Epic did a great platform, a great EMR system. What we can provide is really helping clients now who have deployed Epic. We’ll leverage that rich resource of information and very quickly, in a matter of a few short months, they can have those data available in a data warehouse — a very scalable, usable data warehouse platform into which they can also integrate other disparate data sources.
We have a product roadmap where we’re going to bring in some interesting visualization tools and other ancillary tools to support that process around clinical domains. As a clinical diabetes team or cardiovascular team gets together and identifies their opportunities for improvement, we’ll have the data and the visualization tools to support those efforts based on evidence-based work done inside and outside the client’s area.
The company has a pretty large and well-credentialed management team. What’s the strategy going forward?
Our strategy going forward is to increase the number of connectors, if you will, to the various EMR systems and to continue developing and enhancing our current ancillary toolset. As well as creating greater knowledge into these targeted data sets around conditions that we see after doing some interesting Pareto analysis from client to client. We patterns bubbling up the top 10 or 15 clinical conditions and we’re going to fill out and make more robust those information assets that we’ll make available to our clients around each of those conditions.
How do you see the role of data-driven quality and cost initiatives changing with healthcare reform?

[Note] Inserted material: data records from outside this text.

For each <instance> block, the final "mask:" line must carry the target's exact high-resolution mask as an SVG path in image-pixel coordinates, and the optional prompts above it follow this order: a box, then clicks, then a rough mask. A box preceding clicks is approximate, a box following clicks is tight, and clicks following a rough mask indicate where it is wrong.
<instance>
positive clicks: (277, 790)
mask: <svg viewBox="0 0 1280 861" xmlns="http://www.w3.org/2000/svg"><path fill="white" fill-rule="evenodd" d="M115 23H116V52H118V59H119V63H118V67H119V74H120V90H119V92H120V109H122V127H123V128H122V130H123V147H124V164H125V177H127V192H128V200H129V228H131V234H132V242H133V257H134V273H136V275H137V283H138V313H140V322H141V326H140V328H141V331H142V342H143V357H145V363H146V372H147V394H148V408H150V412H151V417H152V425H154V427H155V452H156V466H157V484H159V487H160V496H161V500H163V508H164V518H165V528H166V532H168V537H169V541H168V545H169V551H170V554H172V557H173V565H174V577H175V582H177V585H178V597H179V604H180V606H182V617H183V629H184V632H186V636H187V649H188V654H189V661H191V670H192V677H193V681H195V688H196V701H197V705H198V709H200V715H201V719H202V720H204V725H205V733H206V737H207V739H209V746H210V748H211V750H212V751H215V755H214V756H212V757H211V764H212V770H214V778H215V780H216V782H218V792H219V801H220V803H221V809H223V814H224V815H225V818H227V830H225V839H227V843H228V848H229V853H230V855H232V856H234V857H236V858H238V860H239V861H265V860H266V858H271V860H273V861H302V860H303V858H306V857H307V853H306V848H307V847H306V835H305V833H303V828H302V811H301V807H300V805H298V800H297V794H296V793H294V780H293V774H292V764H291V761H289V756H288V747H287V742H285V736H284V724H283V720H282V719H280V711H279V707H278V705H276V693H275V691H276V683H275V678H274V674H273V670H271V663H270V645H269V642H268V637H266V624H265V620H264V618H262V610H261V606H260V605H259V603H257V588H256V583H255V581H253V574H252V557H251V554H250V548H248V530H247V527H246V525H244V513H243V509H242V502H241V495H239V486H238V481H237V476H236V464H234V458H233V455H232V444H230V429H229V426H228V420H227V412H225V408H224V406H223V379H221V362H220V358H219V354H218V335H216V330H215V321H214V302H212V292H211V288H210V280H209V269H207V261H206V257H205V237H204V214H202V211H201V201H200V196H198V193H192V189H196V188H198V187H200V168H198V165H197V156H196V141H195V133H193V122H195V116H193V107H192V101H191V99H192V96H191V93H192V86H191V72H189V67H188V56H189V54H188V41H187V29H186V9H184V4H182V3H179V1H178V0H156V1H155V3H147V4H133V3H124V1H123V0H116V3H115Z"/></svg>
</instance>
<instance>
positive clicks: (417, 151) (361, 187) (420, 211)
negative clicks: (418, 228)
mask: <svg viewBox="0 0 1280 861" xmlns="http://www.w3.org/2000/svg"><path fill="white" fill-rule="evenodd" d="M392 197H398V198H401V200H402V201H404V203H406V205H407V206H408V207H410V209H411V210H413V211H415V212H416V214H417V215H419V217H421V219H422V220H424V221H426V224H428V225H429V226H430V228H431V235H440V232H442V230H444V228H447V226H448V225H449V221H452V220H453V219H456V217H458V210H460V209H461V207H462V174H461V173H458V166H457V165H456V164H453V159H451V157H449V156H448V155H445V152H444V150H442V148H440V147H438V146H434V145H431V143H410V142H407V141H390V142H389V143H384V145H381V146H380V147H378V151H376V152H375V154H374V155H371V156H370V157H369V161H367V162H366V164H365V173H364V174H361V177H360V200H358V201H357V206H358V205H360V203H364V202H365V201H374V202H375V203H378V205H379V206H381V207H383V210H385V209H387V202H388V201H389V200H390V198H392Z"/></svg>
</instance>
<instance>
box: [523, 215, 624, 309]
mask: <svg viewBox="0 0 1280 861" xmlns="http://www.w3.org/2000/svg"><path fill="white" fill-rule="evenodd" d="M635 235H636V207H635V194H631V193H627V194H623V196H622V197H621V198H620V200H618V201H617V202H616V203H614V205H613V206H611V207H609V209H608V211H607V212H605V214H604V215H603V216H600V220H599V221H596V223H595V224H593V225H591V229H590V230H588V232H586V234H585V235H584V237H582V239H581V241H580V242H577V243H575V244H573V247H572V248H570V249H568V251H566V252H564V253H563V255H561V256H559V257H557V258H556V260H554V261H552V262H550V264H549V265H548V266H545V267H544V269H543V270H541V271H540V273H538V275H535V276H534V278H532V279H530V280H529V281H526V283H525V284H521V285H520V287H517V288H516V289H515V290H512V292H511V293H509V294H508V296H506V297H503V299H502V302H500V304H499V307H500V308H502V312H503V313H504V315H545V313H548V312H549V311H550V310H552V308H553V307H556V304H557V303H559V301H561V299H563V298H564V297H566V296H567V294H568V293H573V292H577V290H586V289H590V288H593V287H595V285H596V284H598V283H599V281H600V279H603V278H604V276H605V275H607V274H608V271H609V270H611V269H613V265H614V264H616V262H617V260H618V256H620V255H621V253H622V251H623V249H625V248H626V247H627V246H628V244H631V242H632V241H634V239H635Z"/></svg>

There are so many pressures from all angles that impose on provider organizations from the regulatory perspective, from a payer perspective, that I see the appropriate application of measurable outcomes improvement initiatives using a rich information repository is going to be an absolute fulcrum to make all of this possible.
I think we’re going to see – and are seeing — more and more healthcare organizations, from both from internal and external pressure, forced into paying much more attention to data coming out of these systems that we spent so much time getting data into over the recent years.
Do you have any concluding thoughts?
Healthcare is a very dynamic industry. We feel that Healthcare Quality Catalyst is positioned very well based on our rich experience and heritage and set of products that we bring to the market. We are just very excited to help healthcare organizations benefit from our experience and our toolset to accelerate their time to improving clinical outcomes for the patients they serve. It’s a great opportunity, and we certainly feel a responsibility to do our part to help in this solution to the healthcare problems that we face in this country.